While an opportunity for Meta, there would be hiccups for TikTok-first agencies as they make the switch. Ads are more expensive on Meta, meaning clients’ dollars won’t stretch as far. Obtaining 1,000 impressions on TikTok cost VaynerMedia half as much as it did on Instagram Reels, the Financial Times reported in January.

“That would be a tough pill to swallow,” said one ad executive who leads an agency that’s partnered with TikTok. “But I think they would just eat it and they would still spend their budget on Reels because if, as I’m predicting, creators were to by and large shift to Reels and the users follow them, you’re paying for an audience, and if that audience moves someplace else, maybe the pricing and structure is a little bit different but you’re going to follow.”

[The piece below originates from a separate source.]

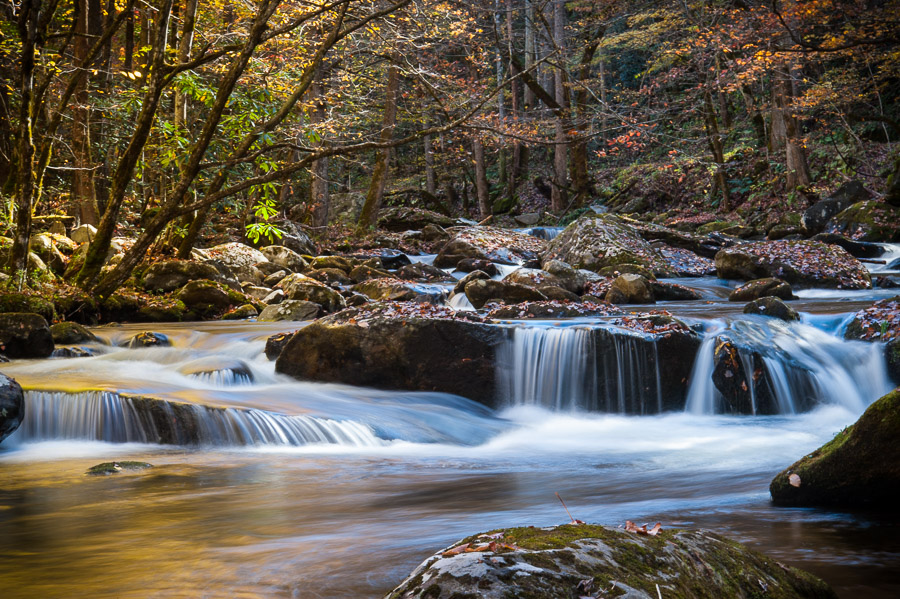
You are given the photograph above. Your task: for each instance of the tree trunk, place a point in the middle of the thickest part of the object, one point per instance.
(379, 175)
(29, 14)
(559, 196)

They added that a ban would push their agency to consolidate creator budgets across fewer platforms, with most TikTok creator funding going to Meta. It would also have to re-evaluate which creators it partners with, as creators that excel on TikTok don’t necessarily perform as well on other platforms.

“Creator relationships in which the creator is heavily leveraged to that platform specifically could be compromised in some way,” the executive says. “It’s probably kind of frustrating and difficult for the brands, but more frustrating and difficult for the creators themselves and the agencies who represent them.”

Around the 2020 presidential elections, Movers+Shakers ran a TikTok campaign that was deleted due to the app’s stricter free-speech rules at the time. The agency was able to post that content on Reels and continue working with the creators it had partnered with, but it did have to rework how much it paid influencers depending on audience size across platforms.

If TikTok were banned as campaigns are taking place, “there would be cases where you have to eat the losses,” Horowitz said.

Despite the political headwinds facing TikTok, analysts are anticipating significant paid media spending on the platform this year. Last month, WARC upgraded its 2023 ad-spend forecast for TikTok by almost $2 billion to $15.2 billion, saying that three-quarters of marketers plan to increase their activity on the platform. That means the app would reap a 52% increase in ad revenue over 2022 and account for almost a third of the advertising business of rival Instagram, which, like Reels, is also owned by Meta.

Despite a possible ban, Horowitz sees TikTok as one of the best platforms for connecting with young audiences and is recommending clients invest heavily in the platform.

He added that clients have not adjusted their social media budgets in the face of a ban. Movers+Shakers was on track to double its revenue to $38 million halfway through 2022, and created viral TikTok campaigns for brands such as E.l.f., Nerf and Neutrogena.

“We recommend they continue to increase their investment there because that’s right now one of the best tools that we have to drive cultural relevance,” he says. “Should that change, and it will, whether TikTok lasts 10 more days or 10 more years, we’ll continue to be that strategic adviser to our clients on how to be more culturally relevant and which tools are going to be the most effective.”